Das Wimpernschlag-Ergebnis gestern Abend in Niedersachsen lässt sich nicht zum großen politischen Richtungswechsel in Deutschland hochdeuten. Zu knapp war der Ausgang. Und dennoch ergeben sich Gewichtsverschiebungen, die die politische Agenda bis zur Bundestagswahl prägen dürften. Zunächst und am augenfälligsten: Es gibt eine Mehrheit im Bundesrat gegen die Berliner Regierung.
Sodann sind die Personalquerelen bei SPD und FDP vorerst vorbei.
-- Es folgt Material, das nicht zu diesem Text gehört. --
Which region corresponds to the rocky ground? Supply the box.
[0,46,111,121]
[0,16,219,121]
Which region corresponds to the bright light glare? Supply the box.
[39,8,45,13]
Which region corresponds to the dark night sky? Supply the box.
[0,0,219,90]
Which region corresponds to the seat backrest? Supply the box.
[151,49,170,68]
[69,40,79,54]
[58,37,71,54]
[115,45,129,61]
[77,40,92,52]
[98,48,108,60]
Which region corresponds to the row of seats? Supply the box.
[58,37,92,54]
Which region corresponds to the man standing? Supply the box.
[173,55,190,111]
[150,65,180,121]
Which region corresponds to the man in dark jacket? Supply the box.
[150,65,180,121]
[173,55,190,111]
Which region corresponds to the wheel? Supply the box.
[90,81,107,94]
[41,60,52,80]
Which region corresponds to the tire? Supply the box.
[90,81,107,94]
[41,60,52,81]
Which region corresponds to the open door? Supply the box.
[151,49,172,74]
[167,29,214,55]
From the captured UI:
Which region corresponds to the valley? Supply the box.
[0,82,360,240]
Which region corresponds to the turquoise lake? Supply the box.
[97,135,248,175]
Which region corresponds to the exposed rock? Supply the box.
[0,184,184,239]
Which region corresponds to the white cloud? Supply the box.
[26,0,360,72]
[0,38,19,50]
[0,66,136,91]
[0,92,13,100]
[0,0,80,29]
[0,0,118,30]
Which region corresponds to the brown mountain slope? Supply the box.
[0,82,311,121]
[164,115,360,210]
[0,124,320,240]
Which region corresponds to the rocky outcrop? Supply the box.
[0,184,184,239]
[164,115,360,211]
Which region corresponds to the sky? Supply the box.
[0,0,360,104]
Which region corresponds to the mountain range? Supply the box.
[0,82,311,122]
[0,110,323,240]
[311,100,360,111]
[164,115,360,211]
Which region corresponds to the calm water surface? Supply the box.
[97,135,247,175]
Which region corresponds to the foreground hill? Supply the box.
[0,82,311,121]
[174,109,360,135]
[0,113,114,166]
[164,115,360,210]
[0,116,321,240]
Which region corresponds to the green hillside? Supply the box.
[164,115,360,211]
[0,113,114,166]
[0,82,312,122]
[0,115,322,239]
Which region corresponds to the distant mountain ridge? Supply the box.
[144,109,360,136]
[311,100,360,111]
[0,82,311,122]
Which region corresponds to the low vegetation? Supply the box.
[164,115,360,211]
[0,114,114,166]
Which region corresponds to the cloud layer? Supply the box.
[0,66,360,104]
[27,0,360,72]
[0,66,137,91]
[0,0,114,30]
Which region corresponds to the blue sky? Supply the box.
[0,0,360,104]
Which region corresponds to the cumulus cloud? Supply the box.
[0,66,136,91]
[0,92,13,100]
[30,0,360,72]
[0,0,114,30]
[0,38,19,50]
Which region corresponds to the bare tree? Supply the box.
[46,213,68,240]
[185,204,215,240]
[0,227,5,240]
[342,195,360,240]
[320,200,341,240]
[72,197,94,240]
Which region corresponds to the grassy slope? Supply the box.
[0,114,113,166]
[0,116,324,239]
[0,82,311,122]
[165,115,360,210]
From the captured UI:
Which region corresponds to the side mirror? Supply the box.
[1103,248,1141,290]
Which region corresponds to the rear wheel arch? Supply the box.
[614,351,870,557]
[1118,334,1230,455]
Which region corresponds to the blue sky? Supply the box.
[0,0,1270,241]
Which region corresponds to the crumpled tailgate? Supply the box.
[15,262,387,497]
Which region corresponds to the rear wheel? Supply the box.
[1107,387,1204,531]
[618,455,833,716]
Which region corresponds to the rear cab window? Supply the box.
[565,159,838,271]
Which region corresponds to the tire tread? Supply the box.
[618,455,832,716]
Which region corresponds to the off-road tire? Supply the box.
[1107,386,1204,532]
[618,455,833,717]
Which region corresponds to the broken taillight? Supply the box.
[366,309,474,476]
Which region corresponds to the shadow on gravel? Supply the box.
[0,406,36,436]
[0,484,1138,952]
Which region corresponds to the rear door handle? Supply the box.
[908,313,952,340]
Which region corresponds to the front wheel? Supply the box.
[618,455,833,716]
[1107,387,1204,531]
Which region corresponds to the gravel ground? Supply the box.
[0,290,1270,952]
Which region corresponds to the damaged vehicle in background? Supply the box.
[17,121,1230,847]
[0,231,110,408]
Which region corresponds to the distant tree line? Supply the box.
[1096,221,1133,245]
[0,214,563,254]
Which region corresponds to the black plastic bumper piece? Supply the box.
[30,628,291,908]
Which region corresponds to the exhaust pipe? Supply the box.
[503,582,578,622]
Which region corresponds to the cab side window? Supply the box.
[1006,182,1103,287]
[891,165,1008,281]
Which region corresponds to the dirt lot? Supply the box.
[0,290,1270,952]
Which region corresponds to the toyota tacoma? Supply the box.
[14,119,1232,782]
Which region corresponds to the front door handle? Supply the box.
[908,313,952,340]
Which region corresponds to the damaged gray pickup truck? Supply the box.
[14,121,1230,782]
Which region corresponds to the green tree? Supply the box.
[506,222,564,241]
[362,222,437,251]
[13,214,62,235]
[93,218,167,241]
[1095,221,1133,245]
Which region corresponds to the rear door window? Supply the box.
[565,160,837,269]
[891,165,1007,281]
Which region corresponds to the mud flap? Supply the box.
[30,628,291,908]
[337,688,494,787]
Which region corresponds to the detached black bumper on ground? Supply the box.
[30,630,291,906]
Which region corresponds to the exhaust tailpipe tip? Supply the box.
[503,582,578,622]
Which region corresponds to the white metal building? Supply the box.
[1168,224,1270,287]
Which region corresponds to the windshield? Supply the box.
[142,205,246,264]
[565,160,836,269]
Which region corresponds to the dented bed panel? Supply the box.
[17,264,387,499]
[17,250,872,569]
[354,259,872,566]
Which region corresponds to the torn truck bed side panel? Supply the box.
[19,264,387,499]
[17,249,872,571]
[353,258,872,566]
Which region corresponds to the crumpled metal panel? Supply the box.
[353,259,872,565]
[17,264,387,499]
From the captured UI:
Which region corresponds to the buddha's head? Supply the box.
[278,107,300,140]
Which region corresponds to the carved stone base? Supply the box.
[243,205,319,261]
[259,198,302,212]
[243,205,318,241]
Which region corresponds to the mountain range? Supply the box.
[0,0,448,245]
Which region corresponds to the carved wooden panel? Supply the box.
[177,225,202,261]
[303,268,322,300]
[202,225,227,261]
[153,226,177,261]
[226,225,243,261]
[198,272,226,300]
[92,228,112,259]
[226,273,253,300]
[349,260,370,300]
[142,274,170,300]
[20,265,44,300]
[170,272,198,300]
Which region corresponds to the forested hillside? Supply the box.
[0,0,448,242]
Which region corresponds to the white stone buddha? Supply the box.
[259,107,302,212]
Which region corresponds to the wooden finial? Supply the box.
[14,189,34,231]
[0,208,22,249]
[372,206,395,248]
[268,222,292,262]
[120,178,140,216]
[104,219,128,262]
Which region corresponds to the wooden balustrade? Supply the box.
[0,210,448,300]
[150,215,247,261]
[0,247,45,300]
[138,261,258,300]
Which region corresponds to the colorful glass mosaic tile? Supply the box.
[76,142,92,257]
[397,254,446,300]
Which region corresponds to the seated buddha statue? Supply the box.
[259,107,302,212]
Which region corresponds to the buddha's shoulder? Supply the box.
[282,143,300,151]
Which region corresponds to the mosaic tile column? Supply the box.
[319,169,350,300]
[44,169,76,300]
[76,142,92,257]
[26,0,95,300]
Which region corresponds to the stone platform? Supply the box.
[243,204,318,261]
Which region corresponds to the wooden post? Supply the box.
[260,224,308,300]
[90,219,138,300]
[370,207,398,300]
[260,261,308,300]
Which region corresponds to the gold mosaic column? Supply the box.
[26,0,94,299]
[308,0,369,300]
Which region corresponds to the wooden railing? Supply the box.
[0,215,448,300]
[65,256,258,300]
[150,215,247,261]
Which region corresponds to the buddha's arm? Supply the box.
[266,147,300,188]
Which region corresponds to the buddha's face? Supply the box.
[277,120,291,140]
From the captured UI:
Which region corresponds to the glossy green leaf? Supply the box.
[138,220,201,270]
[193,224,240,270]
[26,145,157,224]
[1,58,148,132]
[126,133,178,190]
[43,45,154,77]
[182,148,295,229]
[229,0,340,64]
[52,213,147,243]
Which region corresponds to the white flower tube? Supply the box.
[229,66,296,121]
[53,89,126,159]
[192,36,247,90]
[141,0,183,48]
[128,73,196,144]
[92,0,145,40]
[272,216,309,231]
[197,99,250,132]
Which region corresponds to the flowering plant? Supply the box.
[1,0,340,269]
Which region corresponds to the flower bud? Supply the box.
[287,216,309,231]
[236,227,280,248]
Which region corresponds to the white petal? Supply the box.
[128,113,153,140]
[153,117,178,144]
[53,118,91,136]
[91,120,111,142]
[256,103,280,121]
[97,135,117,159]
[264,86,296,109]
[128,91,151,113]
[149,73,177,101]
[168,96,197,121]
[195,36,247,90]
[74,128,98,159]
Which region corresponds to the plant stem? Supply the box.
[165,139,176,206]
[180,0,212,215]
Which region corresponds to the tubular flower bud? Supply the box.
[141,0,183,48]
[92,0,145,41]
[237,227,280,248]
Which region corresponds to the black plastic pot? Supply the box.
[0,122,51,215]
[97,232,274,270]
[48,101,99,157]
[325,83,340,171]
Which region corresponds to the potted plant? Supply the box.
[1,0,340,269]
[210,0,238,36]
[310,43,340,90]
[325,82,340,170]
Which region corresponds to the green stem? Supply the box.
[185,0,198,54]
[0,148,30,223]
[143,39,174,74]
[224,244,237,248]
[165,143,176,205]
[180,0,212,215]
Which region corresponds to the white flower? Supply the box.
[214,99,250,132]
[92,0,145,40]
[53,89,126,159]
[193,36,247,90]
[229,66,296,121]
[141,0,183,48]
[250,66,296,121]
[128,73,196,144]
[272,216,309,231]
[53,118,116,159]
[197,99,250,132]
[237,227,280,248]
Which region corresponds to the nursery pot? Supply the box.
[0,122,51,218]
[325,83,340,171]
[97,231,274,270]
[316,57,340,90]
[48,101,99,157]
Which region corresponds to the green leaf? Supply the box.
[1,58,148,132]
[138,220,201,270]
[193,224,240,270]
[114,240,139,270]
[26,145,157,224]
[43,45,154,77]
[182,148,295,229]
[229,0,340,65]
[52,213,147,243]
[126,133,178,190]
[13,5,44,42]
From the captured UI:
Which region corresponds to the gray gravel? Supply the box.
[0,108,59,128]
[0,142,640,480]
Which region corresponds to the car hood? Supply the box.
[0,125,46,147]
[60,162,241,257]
Die tiefen Stoßseufzer, die Peer Steinbrück und Philipp Rösler am Abend ausstießen, waren bis Hannover zu hören. Der SPD-Kanzlerkandidat ist eine lästige Debatte um sein Lästermaul los, wofür er sich beim grundsoliden und bescheiden auftretenden SPD-Spitzenkandidaten Stephan Weil bedanken darf. Und bei den Grünen, die mehr und mehr auch auf dem konservativ geprägten Land die Prozentpunkte einsammelten, die am Ende den Sieg ausmachten. Die Grünen marschieren dann erfolgreich, wenn sie sich in die Mitte aufmachen.
Nicht ganz so tief wie Steinbrück darf Rösler durchatmen. Das furiose Wahlergebnis der Liberalen in seinem Heimatland kann der Parteichef für sich verbuchen, aber die Demontage seiner politischen Autorität ist damit nur gestoppt. Zu alter Kraft wird der Vizekanzler kaum zurückfinden. Das macht das Regieren in der Berliner Koalition nicht einfacher, zumal die Haudraufs unter den Liberalen gelegentlich zu Größenwahn neigen und vergessen, dass der niedersächsische FDP-Erfolg durch reichlich Rückenwind aus dem CDU-Lager ermöglicht wurde. Der Union bleibt bis zur Bundestagswahl nur die Hoffnung, dass die Popularität der Kanzlerin keinen Schaden nimmt.